The oral tablet formulation of KORSUVA™ (Oral KORSUVA™) was engineered using Peptelligence®. Oral KORSUVA™ is currently the subject of three separate Phase 2 clinical trials for pruritis in patients with hepatic impairment due to primary biliary cholangitis (PBC), stage III-V chronic kidney disease (CKD), and atopic dermatitis (AD). The agreement announced today will allow Cara to continue its Oral KORSUVA™ programs into Phase 3 and beyond.

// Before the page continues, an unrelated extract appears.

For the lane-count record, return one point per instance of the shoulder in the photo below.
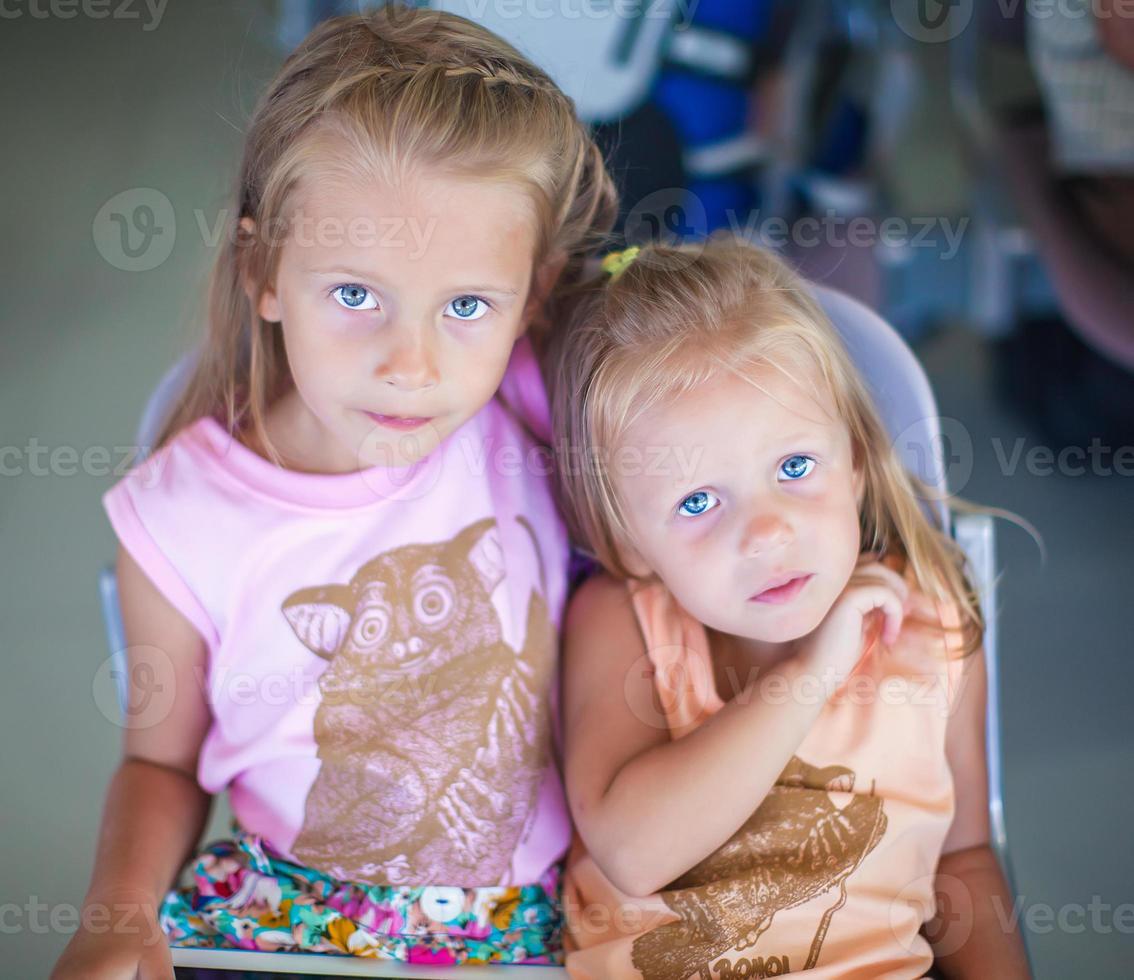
(523, 393)
(602, 603)
(167, 469)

Under the terms of the deal, Enteris granted to Cara Therapeutics a non-exclusive, royalty-bearing license to the Peptelligence® technology to develop, manufacture and commercialize Oral KORSUVA™ worldwide, excluding Japan and South Korea. In exchange, Enteris will receive an upfront payment equal to $8 million, with 50% payable in cash and 50% payable in shares of Cara's common stock. Cara is also obligated to pay Enteris milestone payments upon the achievement of certain development, regulatory and commercial milestones and low-single digit royalties based on net sales in the licensed territory. Cara retains the right to buy-out the royalty obligation for a period of two years under prespecified conditions.

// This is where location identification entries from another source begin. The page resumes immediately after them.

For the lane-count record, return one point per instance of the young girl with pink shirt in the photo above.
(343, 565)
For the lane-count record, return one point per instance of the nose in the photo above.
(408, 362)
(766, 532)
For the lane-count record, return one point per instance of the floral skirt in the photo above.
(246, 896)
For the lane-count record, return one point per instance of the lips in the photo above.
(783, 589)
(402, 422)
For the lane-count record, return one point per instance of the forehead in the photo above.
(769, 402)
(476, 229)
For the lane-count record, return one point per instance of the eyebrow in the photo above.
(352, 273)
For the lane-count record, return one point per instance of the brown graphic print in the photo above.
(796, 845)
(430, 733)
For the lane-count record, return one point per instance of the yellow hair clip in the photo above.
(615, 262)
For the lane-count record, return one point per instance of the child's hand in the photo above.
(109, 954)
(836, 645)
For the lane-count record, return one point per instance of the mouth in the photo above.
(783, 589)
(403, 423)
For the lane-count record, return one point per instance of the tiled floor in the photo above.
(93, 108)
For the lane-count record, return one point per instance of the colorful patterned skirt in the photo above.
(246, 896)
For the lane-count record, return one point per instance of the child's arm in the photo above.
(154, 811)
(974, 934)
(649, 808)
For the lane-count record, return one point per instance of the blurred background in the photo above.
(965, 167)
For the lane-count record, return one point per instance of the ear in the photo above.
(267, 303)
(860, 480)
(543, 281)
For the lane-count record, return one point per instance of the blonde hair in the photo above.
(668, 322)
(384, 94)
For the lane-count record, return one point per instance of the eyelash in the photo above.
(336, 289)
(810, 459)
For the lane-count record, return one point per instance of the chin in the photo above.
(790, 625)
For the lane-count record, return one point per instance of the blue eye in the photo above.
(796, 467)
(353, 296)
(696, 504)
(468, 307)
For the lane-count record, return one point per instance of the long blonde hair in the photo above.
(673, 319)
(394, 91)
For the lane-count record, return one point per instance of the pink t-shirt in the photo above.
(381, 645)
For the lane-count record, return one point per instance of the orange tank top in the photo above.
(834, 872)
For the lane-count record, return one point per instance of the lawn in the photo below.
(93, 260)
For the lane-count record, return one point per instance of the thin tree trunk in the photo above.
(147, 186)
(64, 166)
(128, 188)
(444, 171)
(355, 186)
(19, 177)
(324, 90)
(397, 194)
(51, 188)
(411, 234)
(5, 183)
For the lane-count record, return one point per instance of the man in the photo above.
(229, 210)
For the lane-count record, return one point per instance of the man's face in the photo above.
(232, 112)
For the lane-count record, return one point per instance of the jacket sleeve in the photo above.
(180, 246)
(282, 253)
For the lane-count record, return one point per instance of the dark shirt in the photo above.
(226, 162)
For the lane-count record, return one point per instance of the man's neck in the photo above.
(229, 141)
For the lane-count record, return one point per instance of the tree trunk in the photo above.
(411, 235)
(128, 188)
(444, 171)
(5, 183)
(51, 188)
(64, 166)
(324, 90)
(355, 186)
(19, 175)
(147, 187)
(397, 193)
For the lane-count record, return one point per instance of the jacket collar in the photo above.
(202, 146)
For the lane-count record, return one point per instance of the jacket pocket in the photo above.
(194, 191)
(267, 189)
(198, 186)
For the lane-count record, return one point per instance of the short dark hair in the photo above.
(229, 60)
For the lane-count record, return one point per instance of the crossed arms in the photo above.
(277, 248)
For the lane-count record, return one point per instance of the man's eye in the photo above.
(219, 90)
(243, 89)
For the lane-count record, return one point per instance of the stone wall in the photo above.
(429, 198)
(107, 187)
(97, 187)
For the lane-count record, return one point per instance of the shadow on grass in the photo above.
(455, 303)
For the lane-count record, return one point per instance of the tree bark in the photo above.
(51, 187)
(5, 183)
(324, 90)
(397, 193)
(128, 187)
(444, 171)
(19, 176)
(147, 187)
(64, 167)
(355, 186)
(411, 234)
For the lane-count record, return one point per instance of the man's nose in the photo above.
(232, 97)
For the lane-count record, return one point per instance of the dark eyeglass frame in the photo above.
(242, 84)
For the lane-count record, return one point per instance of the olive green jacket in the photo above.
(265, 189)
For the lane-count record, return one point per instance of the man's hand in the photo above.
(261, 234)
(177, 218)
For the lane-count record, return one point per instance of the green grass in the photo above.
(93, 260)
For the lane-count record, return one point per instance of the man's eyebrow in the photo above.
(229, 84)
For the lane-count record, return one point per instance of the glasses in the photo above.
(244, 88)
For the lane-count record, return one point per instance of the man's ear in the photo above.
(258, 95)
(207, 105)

"This is a watershed moment for Enteris and our Peptelligence® platform, and we greatly welcome the opportunity to deepen our relationship with Cara Therapeutics in the ongoing development of its Oral Korsuva™ pipeline," said Joel Tune, CEO of Enteris BioPharma. "The ability of our Peptelligence® platform to enable the oral delivery of peptide therapeutics, such as CR845/difelikefalin, is a potential game-changer for numerous peptide and small molecule-based drugs in development and on the market given the convenience and marketability of an orally administered tablet in comparison to an injection. With Cara now actively evaluating Oral KORSUVA™ in three separate Phase 2 clinical trials for differing pruritis indications, evidence continues to mount suggesting that Peptelligence® not only offers the ability to maximize the performance and patient-acceptance of peptide therapeutics, but that entire franchises could be developed around our technology."

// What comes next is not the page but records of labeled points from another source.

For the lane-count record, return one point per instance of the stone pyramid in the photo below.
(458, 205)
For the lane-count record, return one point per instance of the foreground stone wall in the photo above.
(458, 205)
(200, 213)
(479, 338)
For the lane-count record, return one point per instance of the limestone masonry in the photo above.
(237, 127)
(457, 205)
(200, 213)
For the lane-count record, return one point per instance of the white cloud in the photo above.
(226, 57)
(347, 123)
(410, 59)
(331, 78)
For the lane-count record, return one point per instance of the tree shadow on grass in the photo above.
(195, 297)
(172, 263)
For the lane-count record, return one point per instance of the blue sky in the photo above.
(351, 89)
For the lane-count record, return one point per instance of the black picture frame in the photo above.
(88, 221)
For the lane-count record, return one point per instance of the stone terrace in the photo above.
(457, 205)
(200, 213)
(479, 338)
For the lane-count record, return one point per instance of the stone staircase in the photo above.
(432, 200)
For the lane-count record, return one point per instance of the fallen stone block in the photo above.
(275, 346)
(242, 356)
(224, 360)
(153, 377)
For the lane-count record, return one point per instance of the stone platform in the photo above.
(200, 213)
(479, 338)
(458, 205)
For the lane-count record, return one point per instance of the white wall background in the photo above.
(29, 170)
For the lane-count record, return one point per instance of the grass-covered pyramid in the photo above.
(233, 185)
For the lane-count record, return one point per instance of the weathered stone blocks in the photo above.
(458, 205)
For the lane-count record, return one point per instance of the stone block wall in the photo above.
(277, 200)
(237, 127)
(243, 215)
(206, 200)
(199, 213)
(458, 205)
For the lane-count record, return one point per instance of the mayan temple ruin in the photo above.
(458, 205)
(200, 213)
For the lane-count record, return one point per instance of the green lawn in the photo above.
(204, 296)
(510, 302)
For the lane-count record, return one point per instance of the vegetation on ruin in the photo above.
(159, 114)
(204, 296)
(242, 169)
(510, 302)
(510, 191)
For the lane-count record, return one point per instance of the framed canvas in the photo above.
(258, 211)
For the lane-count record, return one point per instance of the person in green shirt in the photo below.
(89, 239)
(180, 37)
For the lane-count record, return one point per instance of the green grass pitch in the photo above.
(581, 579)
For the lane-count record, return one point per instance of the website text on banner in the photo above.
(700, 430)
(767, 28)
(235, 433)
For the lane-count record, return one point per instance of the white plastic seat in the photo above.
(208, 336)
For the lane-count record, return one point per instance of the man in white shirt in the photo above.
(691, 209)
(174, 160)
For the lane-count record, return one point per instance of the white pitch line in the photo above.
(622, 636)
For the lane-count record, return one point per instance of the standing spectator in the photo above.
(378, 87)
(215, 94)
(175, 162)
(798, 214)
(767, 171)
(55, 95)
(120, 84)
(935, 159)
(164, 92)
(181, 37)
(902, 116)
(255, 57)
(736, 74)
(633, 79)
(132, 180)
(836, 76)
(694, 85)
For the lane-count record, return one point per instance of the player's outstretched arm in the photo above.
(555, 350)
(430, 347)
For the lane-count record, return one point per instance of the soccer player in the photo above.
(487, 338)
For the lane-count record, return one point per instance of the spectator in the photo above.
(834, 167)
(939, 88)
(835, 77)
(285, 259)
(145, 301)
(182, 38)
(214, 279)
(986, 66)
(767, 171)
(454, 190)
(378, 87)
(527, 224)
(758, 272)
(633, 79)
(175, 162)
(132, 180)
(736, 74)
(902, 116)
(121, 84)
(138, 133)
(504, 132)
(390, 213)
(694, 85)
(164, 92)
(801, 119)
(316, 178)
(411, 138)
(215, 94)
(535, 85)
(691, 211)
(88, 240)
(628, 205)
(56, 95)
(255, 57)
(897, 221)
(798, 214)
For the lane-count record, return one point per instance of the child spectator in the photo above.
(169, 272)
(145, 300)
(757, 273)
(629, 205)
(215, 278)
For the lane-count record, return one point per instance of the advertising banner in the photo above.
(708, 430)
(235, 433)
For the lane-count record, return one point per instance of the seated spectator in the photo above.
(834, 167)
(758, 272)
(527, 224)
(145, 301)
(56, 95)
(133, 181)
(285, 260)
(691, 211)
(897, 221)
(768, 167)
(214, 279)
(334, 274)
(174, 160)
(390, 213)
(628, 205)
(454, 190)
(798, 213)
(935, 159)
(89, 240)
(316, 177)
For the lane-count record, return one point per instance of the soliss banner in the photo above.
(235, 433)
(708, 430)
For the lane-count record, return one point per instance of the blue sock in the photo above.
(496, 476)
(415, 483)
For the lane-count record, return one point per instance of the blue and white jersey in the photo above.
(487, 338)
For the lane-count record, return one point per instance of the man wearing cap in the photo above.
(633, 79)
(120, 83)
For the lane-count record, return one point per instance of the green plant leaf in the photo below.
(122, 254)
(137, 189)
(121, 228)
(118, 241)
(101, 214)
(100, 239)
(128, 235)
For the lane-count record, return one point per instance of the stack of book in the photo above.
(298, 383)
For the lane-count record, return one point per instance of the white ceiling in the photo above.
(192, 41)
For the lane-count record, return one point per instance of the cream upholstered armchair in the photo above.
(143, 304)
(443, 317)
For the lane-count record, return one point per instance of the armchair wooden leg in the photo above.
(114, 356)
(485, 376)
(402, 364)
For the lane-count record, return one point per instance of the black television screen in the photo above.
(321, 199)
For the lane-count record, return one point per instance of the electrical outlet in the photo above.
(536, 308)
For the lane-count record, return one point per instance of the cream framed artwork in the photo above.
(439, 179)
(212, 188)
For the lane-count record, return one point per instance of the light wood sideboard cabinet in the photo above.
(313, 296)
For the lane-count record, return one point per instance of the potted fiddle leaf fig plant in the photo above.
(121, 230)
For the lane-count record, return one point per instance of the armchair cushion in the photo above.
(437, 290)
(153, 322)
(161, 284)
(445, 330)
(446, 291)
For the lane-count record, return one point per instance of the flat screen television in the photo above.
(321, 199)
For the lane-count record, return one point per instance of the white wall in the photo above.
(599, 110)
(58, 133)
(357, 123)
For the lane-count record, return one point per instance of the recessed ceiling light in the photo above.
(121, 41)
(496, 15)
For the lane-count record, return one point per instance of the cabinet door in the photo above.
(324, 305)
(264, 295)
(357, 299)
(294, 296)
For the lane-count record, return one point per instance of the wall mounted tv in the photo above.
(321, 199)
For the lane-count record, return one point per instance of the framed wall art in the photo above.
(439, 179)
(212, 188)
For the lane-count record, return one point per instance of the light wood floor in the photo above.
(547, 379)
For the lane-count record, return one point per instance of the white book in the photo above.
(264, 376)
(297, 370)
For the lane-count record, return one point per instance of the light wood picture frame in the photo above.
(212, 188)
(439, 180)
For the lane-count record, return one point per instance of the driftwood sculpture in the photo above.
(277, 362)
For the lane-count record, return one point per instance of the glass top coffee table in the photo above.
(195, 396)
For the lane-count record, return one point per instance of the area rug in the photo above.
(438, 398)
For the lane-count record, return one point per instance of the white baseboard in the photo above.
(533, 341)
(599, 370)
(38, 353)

"We are pleased to formalize our ongoing work with Enteris and look forward to the continued advance of our Oral KORSUVA™ program, which now includes three Phase 2 clinical trials in pruritis settings," stated Derek Chalmers, Ph.D., D.Sc., President and Chief Executive Officer of Cara Therapeutics. "Effective treatment of pruritis remains a significant unmet need in patients with atopic dermatitis, liver disease and chronic kidney disease, adding to their discomfort and seriously impacting patients' quality of life, including sleep disruption, altered eating habits, anxiety and depression. We believe that KORSUVA may provide a potential, first-in-class therapeutic to treat pruritus across clinical populations, and the ability to deliver it via an oral tablet formulation expands patient accessibility to the benefits of the product, if approved."